Os templos são físicos, não digitais
O banco suíço UBS estimou que abrir uma loja online não seria lucrativo para a Primark: para cada pedido de 37 euros (222 reais) perderia 2,35 (14 reais) ao precisar incluir em seus custos novos gastos de distribuição, armazenagem, processamento de pagamento, atendimento ao cliente e marketing. “O que a Primark oferece aos seus consumidores não parece ser facilmente replicável online. Enquanto existir demanda de camisetas a dois euros (12 reais), as pessoas precisarão ir às lojas”, alertaram os analistas que assinalaram que a da empresa é a margem mais estreita do setor (40%), muito atrás da Zara (57%), por exemplo.
Seu tamanho joga a seu favor: é um gigante, mas suas 373 lojas (a metade no Reino Unido) estão bem longe das 7.000 do grupo Inditex. Com somente nove em todos os Estados Unidos e quatro na Itália, seu potencial de crescimento ainda é grande. O fato de não o ter explorado ao máximo pode ser de grande ajuda para superar agora o golpe do coronavírus, que fará com que suas lojas símbolo percam parte do encanto. A capacidade limitada e a distância social farão com que seus centros de peregrinação prescindam de serviços complementares que faziam com que passar uma tarde na Primark fosse um plano para muitos.

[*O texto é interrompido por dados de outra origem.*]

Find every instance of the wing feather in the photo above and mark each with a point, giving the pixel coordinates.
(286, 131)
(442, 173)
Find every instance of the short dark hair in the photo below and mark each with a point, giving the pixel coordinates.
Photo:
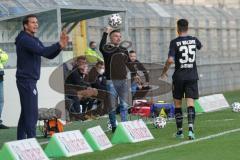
(26, 19)
(114, 31)
(132, 51)
(91, 42)
(182, 25)
(100, 63)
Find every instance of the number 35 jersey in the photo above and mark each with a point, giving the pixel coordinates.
(183, 50)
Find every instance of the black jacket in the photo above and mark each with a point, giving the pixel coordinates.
(29, 52)
(76, 78)
(115, 59)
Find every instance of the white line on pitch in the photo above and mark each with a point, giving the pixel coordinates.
(176, 145)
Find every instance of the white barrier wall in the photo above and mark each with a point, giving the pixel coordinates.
(47, 98)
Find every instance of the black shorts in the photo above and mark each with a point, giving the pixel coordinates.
(185, 88)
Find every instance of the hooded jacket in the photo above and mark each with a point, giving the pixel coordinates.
(29, 52)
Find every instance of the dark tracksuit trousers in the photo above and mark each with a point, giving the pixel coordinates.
(29, 109)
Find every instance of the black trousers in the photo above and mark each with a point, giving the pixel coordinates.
(29, 109)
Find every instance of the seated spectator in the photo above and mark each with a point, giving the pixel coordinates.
(91, 53)
(135, 66)
(97, 77)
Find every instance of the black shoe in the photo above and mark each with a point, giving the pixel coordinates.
(3, 126)
(113, 129)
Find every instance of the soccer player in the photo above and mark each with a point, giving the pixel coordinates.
(182, 51)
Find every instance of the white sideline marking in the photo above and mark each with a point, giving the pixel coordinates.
(177, 145)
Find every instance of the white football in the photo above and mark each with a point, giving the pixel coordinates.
(114, 20)
(236, 107)
(159, 122)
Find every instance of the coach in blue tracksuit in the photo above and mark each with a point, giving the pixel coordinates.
(29, 52)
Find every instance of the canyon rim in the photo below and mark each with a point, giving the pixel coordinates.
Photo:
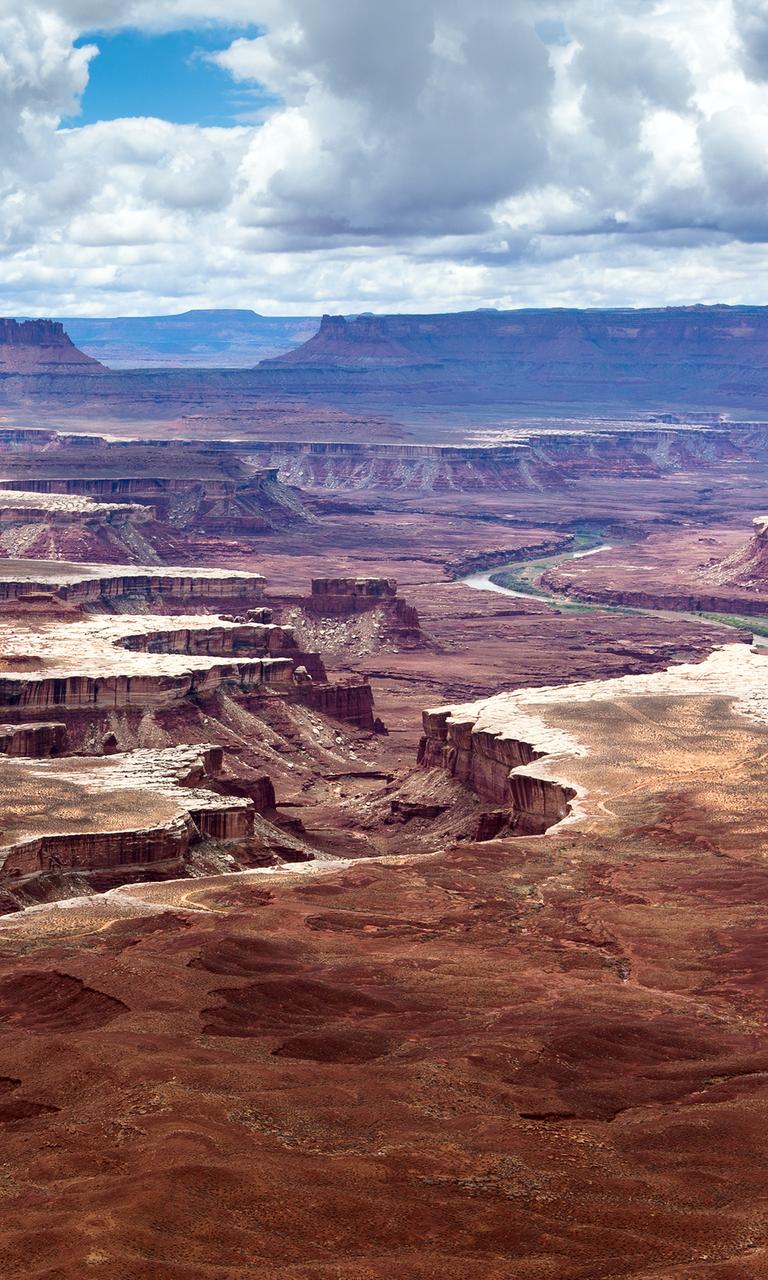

Essa dependência absoluta do ponto de venda físico faz com que nada livre a Primark de um grande baque. A consultora Morgan Stanley prognostica três cenários: seu lucro em 2020 pode oscilar entre 240 milhões de libras (1,6 bilhão de reais) a 50 (336 milhões de reais). Uma redução inimaginável em 2019, quando fechou com lucro de 913 milhões de libras (6 bilhões de reais). Seu futuro, como o de tantos, está nas mãos da vacina contra a covid-19 e de sua capacidade de adaptação às demandas do novo consumidor.